# ford f 250 problems



## baddboygeorge (Oct 20, 2002)

i bought a 1990 f 250 about 3 months ago the truck runs well it has the 7.3 liter diesel motor when at an idle the trans. has some noise coming from it like up by the fly wheel is that common on the manuel trans. when i put it in gear it goes away until i hit about 70 an you can hear it .the trans. as has a clunk when i shift gears .what could this be .also the passenger front wheel has some play in it could this be from a shot wheel bearing .you can grab the top of the will an it has about a 16th of play in it an when i drive at around 30 mph it shakes alittle.after 30 she smoothes on out .let me know your alls imput .an by the way i like the hell out of this site thanks a bunch george


----------



## paul soccodato (Nov 9, 2002)

the noise you hear coming from the transmission is probably coming from the flywheel, those engines have a dual mass flywheel that wears out.


----------



## Brickman (Jun 17, 2002)

> _Originally posted by paul soccodato _
> *the noise you hear coming from the transmission is probably coming from the flywheel, those engines have a dual mass flywheel that wears out. *


My first thought was the dual mass flywheel as well. When I replaced the throw out bearing on mine I got rid of the dual mass flywheel and put in a Luk heavy duty clutch.

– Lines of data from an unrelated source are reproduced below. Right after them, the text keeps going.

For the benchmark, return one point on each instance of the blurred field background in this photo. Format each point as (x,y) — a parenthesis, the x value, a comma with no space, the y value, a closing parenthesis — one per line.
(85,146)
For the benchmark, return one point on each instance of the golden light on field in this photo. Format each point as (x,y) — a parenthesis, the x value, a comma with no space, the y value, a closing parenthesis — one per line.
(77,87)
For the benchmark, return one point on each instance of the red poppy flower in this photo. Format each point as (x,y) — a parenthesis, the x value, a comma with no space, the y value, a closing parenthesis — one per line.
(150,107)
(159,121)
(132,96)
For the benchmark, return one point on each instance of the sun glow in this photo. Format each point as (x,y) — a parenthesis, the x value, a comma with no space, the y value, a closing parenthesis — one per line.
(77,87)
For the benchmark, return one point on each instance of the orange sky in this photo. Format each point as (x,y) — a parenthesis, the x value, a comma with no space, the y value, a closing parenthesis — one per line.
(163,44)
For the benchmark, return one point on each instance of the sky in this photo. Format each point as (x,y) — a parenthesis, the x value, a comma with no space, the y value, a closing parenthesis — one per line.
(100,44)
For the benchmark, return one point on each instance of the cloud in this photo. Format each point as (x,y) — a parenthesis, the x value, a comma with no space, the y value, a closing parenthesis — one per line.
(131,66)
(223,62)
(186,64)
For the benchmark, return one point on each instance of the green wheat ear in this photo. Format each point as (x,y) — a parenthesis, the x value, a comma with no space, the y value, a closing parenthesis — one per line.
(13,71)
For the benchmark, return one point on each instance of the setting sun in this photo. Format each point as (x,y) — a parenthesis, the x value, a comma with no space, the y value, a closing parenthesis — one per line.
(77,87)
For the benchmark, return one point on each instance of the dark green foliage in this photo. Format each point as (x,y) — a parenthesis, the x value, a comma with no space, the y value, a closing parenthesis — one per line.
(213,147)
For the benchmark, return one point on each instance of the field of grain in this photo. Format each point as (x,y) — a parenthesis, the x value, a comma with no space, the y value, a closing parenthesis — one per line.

As for the wheel play could be a ball joint. Unless you got 2 wheel drive I don't think the wheel bearings can be tightened without replacing them. I could be wrong there tho.


----------



## baddboygeorge (Oct 20, 2002)

thanks paul an brickman !someone else told me about that dual type flywheel an said that after a while they do make noise i will have it replaced asap does it hurt anything or not.an the whell i swear its the wheel bearing because when ya shake it from the top nothing moves except the wheel the ball joints don't move or the radius armm bushings everything is really type except that wheel an it also sounds like the bearings thanks again you guys an please send some snow down here for us thanks again george


----------



## Pelican (Nov 16, 2001)

Badboy, I hope you've got deep pockets! That flywheel is $1100 from Ford. Aftermarket makes a regularstyle flywheel for that truck, I don't know how much it costs, but it won't become a problem again.


----------



## Brickman (Jun 17, 2002)

Pelican MUCH cheaper from Luk. And better if you ask me.

I have had very good results so far with my Luk. I have around 60K on mine. A friend has way more than that on his, no problems. Also a good thing is the clutch pedal is not nearly so stiff as it is factory. A good thing if you do much town driving and shifting thru traffic. One bad thing that Badboy won't have problems with because the older ones wont' work well for dragging.  If you slap the clutch down fast and shift, when you let up the spring won't bring it back. If you want to drag then put a stiffer return spring on. When shifting like an adult there is no problem with it sticking down. I only drag once in a while, chicks get a big kick out of racing their cars against me, and Dodge guys hate getting their butts kicked  ricers don't like all the smoke and noise from my straight pipe. 

Any way here is a link to Luk.

http://www.dialaclutch.com/specialford-diesel.htm?AID=5902127&PID=619725


----------



## SIPLOWGUY (Mar 21, 2002)

You can adjust those bearings. I'd repack them and use new seals. Follow the shop manual and work clean!


----------



## 68bullit (Feb 4, 2003)

if that front wheel is movable only when you shake it at the with your hands at 3 and 9 oclock positions then it probably a tie rod.

if it moves at both the 3-9 and the 6-12 oclock positions than its the bearings

if it moves at just the 6-12 o clock positions then its the ball joints


----------



## baddboygeorge (Oct 20, 2002)

its moves at the 12-6 positions but no play in the ball joints an it moves in 3-9 position i am gettin ready to tear it down


----------